Stripped of all the verbiage, I think Mr Broni is only angry with Mr KO'Opong's pro-Nkrumah stance and just ropes me in as a matter of convenience. The ex-Honourable Member surprises me when he pleads for tolerance, patience and calmness "to discuss and resolve national issues in an atmosphere of peace and concord".
It appears that he cannot see the contradiction when in the very next breath, he turns round to:
a) Chastise others’ inability to understand political issues.
b) Deplore supposed flippancy in others.
c) Praise only those CPP members who admit of the necessity of the 1966 coup. WHAT TOLERANCE! Of course, in the unfortunate situation in which we find ourselves the kettle will always call the pot black.
No matter how rude I might appear in Mr Broni's eyes, I am confident that privately, Col. Odjidja is not surprised by my account of his role in the AFRC. The Col. cannot deny that as a result of our probe call in July 1981, ex- President Limann appointed a Cabinet Sub-Committee chaired by Mr Riley Poku to look into our case.
The Col. cannot also deny that in a confrontation at the Castle I firmly but politely pointed out to him in front of the Sub-Committee members why I thought he was more a member of the AFRC than some of us whose names had appeared in the proclamations. As a "child of history" I am certain that but for the Colonel's "intervention" and backdoor roles, we would have sorted ourselves out at Burma Camp and whatever conflagration arising therefrom would have subsided by now.
In any case, far from being pro militarist and insulting, I had in my article only dared to point out that people like Col. Odjidja cannot escape responsibility for what has happened in Ghana by trying to disassociate themselves from historical events for which there are too many living witnesses.
After 27 tumultuous years it is important that people who have been at the centre stage of our recent history, are no longer allowed to use their official positions to claim anonymity.
Finally, Mr Broni needs to be reminded that his priorities, timing and spacing of action need not necessarily coincide with mine.

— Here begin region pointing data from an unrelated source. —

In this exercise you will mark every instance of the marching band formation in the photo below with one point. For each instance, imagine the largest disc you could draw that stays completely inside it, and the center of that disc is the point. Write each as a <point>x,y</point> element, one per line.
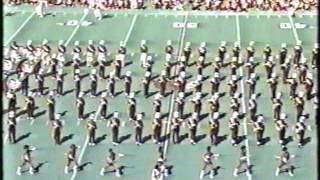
<point>44,61</point>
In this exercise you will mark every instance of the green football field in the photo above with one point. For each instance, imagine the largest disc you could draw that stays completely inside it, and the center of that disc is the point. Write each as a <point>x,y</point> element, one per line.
<point>21,24</point>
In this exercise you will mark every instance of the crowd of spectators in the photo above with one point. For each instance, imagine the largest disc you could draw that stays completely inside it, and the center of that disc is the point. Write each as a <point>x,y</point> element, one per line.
<point>218,5</point>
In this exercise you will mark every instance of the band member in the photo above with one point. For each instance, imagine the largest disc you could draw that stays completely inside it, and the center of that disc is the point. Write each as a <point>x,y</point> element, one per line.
<point>24,84</point>
<point>102,53</point>
<point>214,127</point>
<point>93,83</point>
<point>269,65</point>
<point>214,103</point>
<point>128,82</point>
<point>57,125</point>
<point>258,128</point>
<point>61,53</point>
<point>236,50</point>
<point>192,125</point>
<point>76,51</point>
<point>200,65</point>
<point>156,126</point>
<point>80,102</point>
<point>156,173</point>
<point>284,158</point>
<point>131,106</point>
<point>143,51</point>
<point>252,81</point>
<point>91,127</point>
<point>138,124</point>
<point>234,128</point>
<point>181,82</point>
<point>157,103</point>
<point>297,54</point>
<point>111,86</point>
<point>103,106</point>
<point>197,104</point>
<point>51,106</point>
<point>40,80</point>
<point>111,163</point>
<point>202,50</point>
<point>309,86</point>
<point>26,160</point>
<point>71,159</point>
<point>299,102</point>
<point>187,53</point>
<point>77,80</point>
<point>315,55</point>
<point>222,51</point>
<point>146,83</point>
<point>90,52</point>
<point>267,52</point>
<point>281,126</point>
<point>207,163</point>
<point>302,69</point>
<point>250,50</point>
<point>253,108</point>
<point>169,49</point>
<point>12,123</point>
<point>234,103</point>
<point>115,125</point>
<point>175,127</point>
<point>243,162</point>
<point>293,85</point>
<point>101,70</point>
<point>53,66</point>
<point>179,104</point>
<point>117,67</point>
<point>300,129</point>
<point>250,66</point>
<point>273,81</point>
<point>233,85</point>
<point>30,106</point>
<point>60,79</point>
<point>234,66</point>
<point>277,106</point>
<point>163,83</point>
<point>12,100</point>
<point>215,83</point>
<point>285,67</point>
<point>283,53</point>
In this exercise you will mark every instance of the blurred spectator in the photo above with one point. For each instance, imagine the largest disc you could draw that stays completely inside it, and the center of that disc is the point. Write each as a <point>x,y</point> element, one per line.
<point>216,5</point>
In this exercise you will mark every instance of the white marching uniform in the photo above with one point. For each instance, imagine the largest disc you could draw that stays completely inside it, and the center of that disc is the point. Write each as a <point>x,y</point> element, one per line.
<point>143,59</point>
<point>40,8</point>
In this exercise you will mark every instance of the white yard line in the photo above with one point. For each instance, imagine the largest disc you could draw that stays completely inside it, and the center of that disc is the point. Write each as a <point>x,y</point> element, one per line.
<point>133,22</point>
<point>243,100</point>
<point>168,128</point>
<point>293,29</point>
<point>20,28</point>
<point>295,33</point>
<point>80,157</point>
<point>87,139</point>
<point>84,147</point>
<point>76,29</point>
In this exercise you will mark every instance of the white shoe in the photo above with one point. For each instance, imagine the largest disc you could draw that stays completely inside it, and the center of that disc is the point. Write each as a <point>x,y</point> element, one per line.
<point>235,172</point>
<point>102,172</point>
<point>75,168</point>
<point>19,171</point>
<point>118,173</point>
<point>201,174</point>
<point>277,172</point>
<point>66,170</point>
<point>31,170</point>
<point>290,174</point>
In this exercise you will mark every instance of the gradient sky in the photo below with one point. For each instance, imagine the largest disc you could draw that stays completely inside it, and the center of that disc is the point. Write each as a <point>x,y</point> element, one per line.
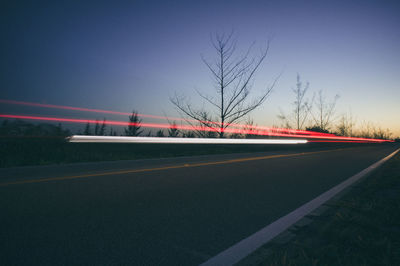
<point>124,55</point>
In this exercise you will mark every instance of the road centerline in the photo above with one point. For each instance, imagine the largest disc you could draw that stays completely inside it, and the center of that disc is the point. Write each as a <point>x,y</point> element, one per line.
<point>184,165</point>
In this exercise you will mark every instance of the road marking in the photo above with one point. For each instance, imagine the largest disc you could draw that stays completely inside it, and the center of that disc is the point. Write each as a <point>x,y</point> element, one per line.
<point>185,165</point>
<point>250,244</point>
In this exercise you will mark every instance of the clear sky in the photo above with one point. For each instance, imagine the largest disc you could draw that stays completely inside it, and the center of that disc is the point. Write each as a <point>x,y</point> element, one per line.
<point>124,55</point>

Capt. Baah-Achamfour (Rtd.)
Local Banks To Buy Gold
I wish to draw the attention of the Ghanaian authorities to the existence of diamond house in Nigeria, a country that does not exploit diamonds, and also to the practice of banks in Europe in buying and selling gold to any individual and suggest the following to stem the smuggling of gold and other minerals from Ghana.But before then, let me dwell a little on the plight of the people of Obuasi, the base of the Ashanti Goldfields Corporation, which for many years has provided the government with vast amounts of foreign exchange through the export of gold.
For all their contribution to the national economy, there is not a single Obuasi resident who lives in a government built estate house. And as if that is not enough deprivation, the people are now being subjected to various forms of harassment from the Peoples' Tribunals.
Chaired by a Mr George Agyekum, the tribunals are jailing anyone whose lifestyle can not match his known taxable income.
Recently, a middle aged couple were jailed 25 years for their inability to explain how they acquired a refrigerator ten years ago, and also for not being able to explain the source of their joint income of 3000 cedis.
Like the above couple, the people of Obuasi have done nothing to deserve such raw treatment from the Ghanaian authorities. If the government suspects them to be smugglers of gold, then I suggest that a number of the local banks should be authorised to buy gold from individual citizens so that they may no longer be tempted to find markets for the gold in their possession outside the borders of Ghana.